Смысловой центр произведения вопреки названию — изображение сестры художника. То не просто портрет её, но и обобщение одновременно: впервые столь ясно обозначенный образ «мусатовской девушки», то есть той живописно-поэтической идеи, которая будет впредь определять весь эмоционально-образный строй его произведений. Важная подробность: впервые модель появляется на полотне в одеянии, стилизованном «под старину» (известно, что платье сшила по старой моде Евдокия Гавриловна, выполняя просьбу сына) — первый и ещё не вполне ясный намек на вневременную ситуацию мусатовского художественного мира.

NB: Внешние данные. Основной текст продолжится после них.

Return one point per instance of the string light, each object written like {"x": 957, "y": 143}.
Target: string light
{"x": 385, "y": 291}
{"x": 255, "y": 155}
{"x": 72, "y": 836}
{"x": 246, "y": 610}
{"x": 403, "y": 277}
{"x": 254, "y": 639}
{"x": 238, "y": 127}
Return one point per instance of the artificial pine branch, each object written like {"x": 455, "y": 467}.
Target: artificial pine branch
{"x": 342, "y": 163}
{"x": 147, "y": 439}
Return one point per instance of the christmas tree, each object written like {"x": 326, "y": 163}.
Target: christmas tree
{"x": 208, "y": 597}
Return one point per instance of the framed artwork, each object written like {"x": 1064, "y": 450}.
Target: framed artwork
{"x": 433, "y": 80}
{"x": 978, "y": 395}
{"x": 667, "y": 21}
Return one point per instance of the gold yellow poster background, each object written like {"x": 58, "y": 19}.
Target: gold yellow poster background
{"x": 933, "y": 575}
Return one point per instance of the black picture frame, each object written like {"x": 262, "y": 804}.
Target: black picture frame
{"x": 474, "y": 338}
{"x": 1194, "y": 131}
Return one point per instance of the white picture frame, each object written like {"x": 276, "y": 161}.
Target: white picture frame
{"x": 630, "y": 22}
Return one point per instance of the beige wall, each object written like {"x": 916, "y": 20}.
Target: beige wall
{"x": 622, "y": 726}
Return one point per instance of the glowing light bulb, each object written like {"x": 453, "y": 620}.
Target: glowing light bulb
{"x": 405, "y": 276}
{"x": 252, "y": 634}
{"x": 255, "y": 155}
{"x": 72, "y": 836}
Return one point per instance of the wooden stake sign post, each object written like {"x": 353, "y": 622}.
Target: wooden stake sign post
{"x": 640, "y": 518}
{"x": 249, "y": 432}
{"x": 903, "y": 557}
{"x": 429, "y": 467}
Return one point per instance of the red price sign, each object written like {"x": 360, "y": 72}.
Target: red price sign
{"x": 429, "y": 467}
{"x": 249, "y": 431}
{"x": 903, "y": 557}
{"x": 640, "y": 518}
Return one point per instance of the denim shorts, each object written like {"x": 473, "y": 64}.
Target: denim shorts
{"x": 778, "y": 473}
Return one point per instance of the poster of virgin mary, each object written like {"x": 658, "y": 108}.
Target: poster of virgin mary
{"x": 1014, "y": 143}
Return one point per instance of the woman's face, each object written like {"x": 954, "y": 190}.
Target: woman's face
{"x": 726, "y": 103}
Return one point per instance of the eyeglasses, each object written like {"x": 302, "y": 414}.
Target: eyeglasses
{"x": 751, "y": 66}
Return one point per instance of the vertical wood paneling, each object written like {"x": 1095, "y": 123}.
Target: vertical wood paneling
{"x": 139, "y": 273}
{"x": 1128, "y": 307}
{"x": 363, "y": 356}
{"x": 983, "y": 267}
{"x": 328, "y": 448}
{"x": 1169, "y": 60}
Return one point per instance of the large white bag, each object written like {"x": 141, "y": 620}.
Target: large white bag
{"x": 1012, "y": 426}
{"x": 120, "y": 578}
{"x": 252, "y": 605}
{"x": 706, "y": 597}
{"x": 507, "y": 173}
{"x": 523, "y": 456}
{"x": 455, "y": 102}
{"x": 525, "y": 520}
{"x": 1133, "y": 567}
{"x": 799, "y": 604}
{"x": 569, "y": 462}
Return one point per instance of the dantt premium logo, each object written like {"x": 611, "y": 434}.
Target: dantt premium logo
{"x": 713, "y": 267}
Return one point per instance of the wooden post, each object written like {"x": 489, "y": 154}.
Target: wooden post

Но слишком явно нарушает общий гармонический строй всей композиции автоизображение самого художника. Оно откровенно «вываливается» из общего ансамбля на холсте. Скованная поза приткнувшейся с краю фигуры да и обрезанная неловко рамою, — неужто художественный просчёт, неумелость в построении уравновешенного во всех частях целого? Сам художник к тому был склонен: «…я решил написать просто портрет этой моей единственной модели вместе с собой. (…) Она мне позирует, я её пишу. Тут не важен стиль, нужна красота. Это, знаешь ли, просто чек с моей подписью. Но вот в том-то и беда, что подпись-то моя не удалась. Вышло как бы не подпись, а клеймо. Писал себя в чёрном, на воздухе, когда уже всё было почти кончено. Ну, связать-то и не удалось»7,— признавался он Н.С.Ульянову. Вон как было: включил себя в уже почти готовое произведение.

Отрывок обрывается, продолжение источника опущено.